Hagino, 20, lamented finishing second behind China’s Olympic and World champion Sun Yang in the 400m freestyle and third behind countryman Ryosuke Irie in the 100m and 200m backstrokes. Irie is joint-fastest in the world this year in the 100m back and No. 1 alone in the 200m back.
“I have a lot to improve,” Hagino said, according to Xinhua.
If Hagino continues to speed up, he could be favored to win more individual-event medals than any other athlete at the 2015 World Championships in Kazan, Russia, and the 2016 Olympics in Rio de Janeiro.
These are his event-by-event world ranking progressions from 2012 to 2014, via FINA and SwimVortex.com:
200m individual medley — 5-2-1
400m individual medley — 4-1-1
200m backstroke — 6-5-2
200m freestyle — 72-8-2
100m backstroke — NR-4-4
400m freestyle — 27-3-5
No swimmer has won six individual medals at a single Olympics.
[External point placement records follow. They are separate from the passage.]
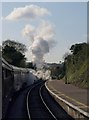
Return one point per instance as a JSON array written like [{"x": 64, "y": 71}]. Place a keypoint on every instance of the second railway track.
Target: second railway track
[
  {"x": 36, "y": 107},
  {"x": 42, "y": 106}
]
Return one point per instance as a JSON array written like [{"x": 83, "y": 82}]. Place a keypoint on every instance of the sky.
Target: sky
[{"x": 67, "y": 25}]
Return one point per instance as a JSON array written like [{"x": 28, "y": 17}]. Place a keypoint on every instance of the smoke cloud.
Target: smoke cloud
[
  {"x": 27, "y": 12},
  {"x": 42, "y": 41}
]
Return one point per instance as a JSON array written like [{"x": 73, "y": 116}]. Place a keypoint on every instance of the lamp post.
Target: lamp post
[{"x": 65, "y": 65}]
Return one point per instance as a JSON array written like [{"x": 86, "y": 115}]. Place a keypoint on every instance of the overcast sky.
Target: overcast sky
[{"x": 67, "y": 25}]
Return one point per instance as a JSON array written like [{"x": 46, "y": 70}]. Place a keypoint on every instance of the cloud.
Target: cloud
[
  {"x": 27, "y": 12},
  {"x": 42, "y": 39}
]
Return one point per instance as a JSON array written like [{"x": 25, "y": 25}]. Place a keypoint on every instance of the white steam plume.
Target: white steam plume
[
  {"x": 27, "y": 12},
  {"x": 42, "y": 40}
]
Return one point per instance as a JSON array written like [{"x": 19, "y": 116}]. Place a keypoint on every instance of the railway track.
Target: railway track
[
  {"x": 36, "y": 106},
  {"x": 42, "y": 106},
  {"x": 35, "y": 103}
]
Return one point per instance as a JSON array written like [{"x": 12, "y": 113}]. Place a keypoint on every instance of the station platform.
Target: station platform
[{"x": 73, "y": 96}]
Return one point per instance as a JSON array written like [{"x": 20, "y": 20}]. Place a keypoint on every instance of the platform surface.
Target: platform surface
[{"x": 77, "y": 96}]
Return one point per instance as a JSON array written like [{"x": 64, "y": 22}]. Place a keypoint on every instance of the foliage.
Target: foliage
[
  {"x": 14, "y": 53},
  {"x": 77, "y": 65}
]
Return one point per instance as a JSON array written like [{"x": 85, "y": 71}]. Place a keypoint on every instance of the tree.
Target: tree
[{"x": 14, "y": 52}]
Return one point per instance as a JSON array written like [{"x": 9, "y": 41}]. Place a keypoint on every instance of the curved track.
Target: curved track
[
  {"x": 42, "y": 106},
  {"x": 35, "y": 103}
]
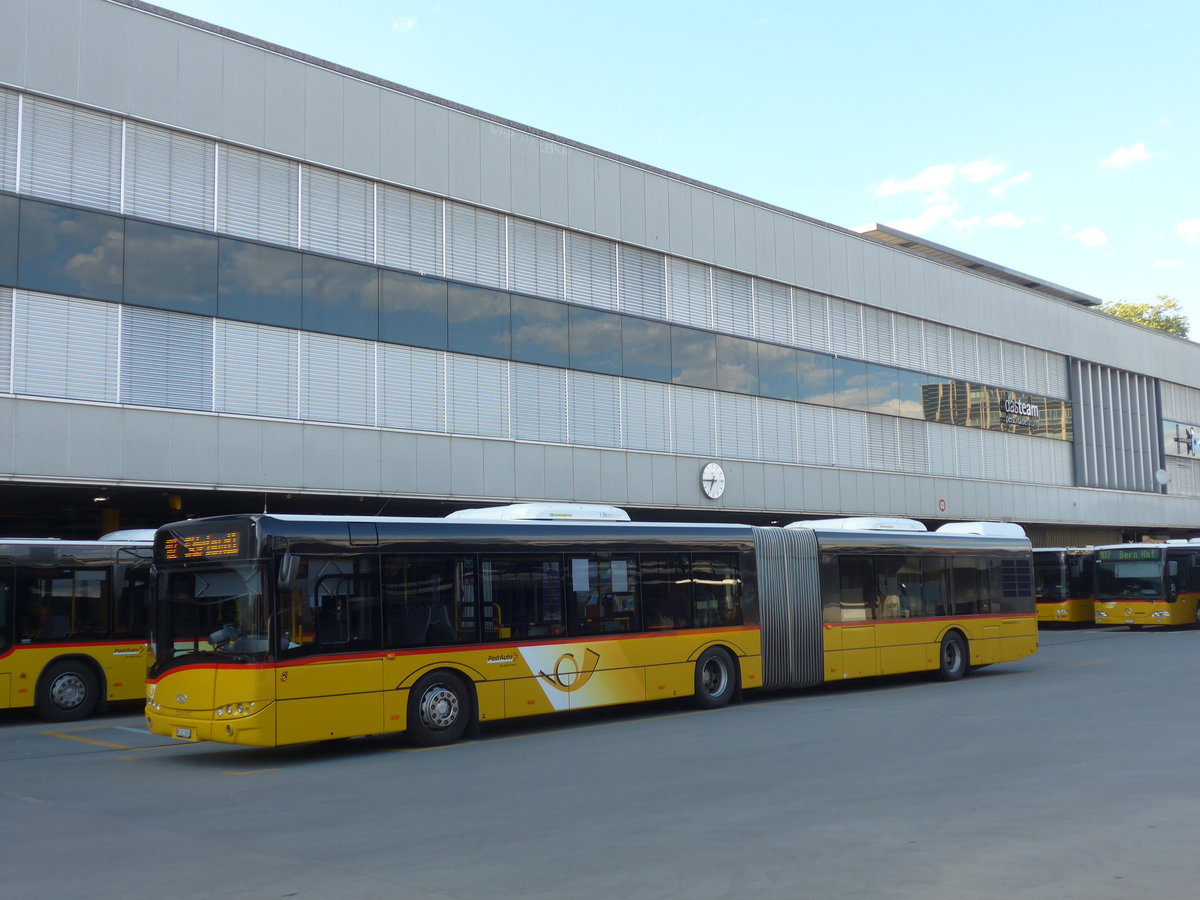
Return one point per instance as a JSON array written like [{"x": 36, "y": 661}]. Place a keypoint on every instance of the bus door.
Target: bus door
[{"x": 329, "y": 682}]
Michael Phelps won eight medals each at the 2004 and 2008 Olympics, five coming in individual events both times.
Hagino made the finals of six events at the 2013 World Championships and won two silver medals.
However, he would appear unlikely to swim all six events at the Rio Olympics, because the 400m individual medley and the 400m freestyle finals are typically on the same night, the opening night, and within a half-hour of each other. They are not on the same night at the World Championships.
Phelps and Ryan Lochte have been known to swim two Olympic events in the same night, but never totaling 800 meters.
Even if Hagino swam five individual Olympic events rather than six, his chances of matching Phelps with eight medals at a single Games are very low because Japan does not excel in the three relays like the U.S. does.
Japan made the podium in the 4x100m medley relay at the last three Olympics but has not won a medal in the 4x200m free relay since 1964 and hasn’t won a medal period in the 4x100m free relay.